Dirclean: delete oldest files until dir size is less than threshold

This is somewhat off-topic, but I imagine some rclone users may find this useful for their cache directory. (The idea of a cache directory was originally described here with acd_cli + UnionFS. I personally use rclone mount + mergerfs. This approach works reasonably well to cache new files locally. rclone copy then pushes the data to the cloud every night.)

To maximize the usage of my local cache directory, I wrote a script called dirclean. This script will recursively delete files in a directory if the directory exceeds a provided size threshold. The oldest file is deleted until the directory is under the size threshold.

download dirclean

usage: dirclean.py [-h] [--delete] dir bytes

Recursively delete files until dir size is less than threshold size. Files
with oldest modification time are deleted first.

positional arguments:
  dir         root directory
  bytes       threshold size in bytes

optional arguments:
  -h, --help  show this help message and exit
  --delete    perform delete (default: print files to be deleted)

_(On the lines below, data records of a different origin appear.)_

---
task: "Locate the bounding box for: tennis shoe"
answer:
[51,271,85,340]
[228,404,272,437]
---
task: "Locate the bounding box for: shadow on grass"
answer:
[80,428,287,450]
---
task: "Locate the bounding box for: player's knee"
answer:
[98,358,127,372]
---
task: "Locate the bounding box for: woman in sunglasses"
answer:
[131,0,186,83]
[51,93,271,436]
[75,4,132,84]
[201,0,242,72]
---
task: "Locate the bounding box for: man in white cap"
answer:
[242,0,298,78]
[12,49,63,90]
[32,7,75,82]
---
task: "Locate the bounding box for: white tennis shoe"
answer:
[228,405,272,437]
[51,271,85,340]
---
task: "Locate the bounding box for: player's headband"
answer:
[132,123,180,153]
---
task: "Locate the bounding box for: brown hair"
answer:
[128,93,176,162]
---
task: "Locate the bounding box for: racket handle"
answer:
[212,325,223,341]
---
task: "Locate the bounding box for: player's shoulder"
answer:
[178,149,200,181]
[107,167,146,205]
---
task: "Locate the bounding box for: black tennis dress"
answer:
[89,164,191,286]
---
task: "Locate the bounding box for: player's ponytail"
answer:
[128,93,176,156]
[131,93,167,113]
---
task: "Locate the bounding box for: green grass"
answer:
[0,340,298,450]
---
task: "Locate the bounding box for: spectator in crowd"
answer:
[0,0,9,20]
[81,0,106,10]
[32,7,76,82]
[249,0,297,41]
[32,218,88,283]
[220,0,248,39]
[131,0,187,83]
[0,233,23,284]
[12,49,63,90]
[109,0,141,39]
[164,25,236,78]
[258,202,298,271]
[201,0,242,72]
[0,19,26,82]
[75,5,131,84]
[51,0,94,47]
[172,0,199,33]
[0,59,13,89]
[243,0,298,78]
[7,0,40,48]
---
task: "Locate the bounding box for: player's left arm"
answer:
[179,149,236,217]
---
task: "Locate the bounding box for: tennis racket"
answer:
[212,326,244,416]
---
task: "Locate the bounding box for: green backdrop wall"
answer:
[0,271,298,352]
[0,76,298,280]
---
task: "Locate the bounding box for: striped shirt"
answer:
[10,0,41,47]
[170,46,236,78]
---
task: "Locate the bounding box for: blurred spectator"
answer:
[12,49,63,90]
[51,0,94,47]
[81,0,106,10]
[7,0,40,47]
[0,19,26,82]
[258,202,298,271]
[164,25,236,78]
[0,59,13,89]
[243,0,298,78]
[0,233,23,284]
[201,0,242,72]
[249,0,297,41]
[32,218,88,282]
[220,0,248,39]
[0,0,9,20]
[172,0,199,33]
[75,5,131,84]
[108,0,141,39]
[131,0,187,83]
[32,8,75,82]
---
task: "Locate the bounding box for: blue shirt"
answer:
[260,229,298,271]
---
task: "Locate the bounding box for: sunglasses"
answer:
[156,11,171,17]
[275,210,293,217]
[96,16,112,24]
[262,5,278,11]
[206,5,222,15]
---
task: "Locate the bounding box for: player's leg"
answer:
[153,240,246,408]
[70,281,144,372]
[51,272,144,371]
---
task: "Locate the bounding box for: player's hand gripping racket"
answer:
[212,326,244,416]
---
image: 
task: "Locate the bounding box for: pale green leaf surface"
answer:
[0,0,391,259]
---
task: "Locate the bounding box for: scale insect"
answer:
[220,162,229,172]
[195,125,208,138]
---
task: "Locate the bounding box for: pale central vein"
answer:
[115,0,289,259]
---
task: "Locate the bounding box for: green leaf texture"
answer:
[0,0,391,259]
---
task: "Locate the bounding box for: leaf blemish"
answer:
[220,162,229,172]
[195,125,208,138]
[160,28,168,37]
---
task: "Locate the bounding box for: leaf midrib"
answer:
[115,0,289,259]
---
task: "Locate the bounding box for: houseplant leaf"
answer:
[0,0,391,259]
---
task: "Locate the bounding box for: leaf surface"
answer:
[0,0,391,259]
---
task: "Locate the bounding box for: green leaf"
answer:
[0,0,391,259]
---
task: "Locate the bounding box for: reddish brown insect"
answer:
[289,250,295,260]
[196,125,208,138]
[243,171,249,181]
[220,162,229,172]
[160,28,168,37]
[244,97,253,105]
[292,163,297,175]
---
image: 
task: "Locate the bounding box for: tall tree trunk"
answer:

IMPORTANT! Always test without the --delete parameter to ensure the delete behavior is as expected. Also, the threshold is provided in bytes, so be careful providing a low number.

Previously, I cleaned my cache directory via a find command that deleted files older than n days. However, this approach was not ideal and did not maximize the space provided for the cache. Hopefully this is useful to other people. PRs welcome!

Nice one! I note that some people have been using rclone move instead of rclone copy for this purpose clearing the cache when the file has been uploaded.

Thanks! Yes, rclone move is definitely useful for certain situations. However, in the scenario of a merged rclone + local filesystem, my goal is to keep a local copy as long as possible to increase the chance of local read versus remote read. Cached writes are also possible in this strategy, but I usually write directly to the local filesystem instead of going through the merge layer. Less complicated.

Initially, I had been using acd_cli + UnionFS + encFS. The mount(s) would always become unstable after a while. After switching to rclone crypt/mount + mergerfs, I’ve been really impressed by the stability. Kudos!

1 Like

nice one. thank you :slight_smile:
Can you provide us more info, how your setup looks like?
e.g. how does your folder structure look like?
How do you mount your mergefs?

Ok, I think I have a similar setup now:
My local storage and my Google Drive (crypted mounted by rclone) are now behind a mergefs mount (policy found first) now.

What doensn’t work is editing existing files (on gdrive). For example if I try to edit TXT files by nano and try to save, I get something like 'illegal seek".
Does it work for you? Can you try it?

rclone can’t open files for read and write together, and it can’t seek in write only files. To fix that, rclone would have to buffer files locally which it may one day.

good to know.

but there is one ugly thing on this issue:
when it comes to “illegal seek” all the content is lost in the “modified” file after reopening it.

Hi aus, could you please share with us your setup details? By details I mean:

  • your directory structure
  • commands and/or fstab entries, that you use for mounting: rclone, crypt (if you use it) and mergerfs
  • crontab entries for maintenance (move/copy/sync)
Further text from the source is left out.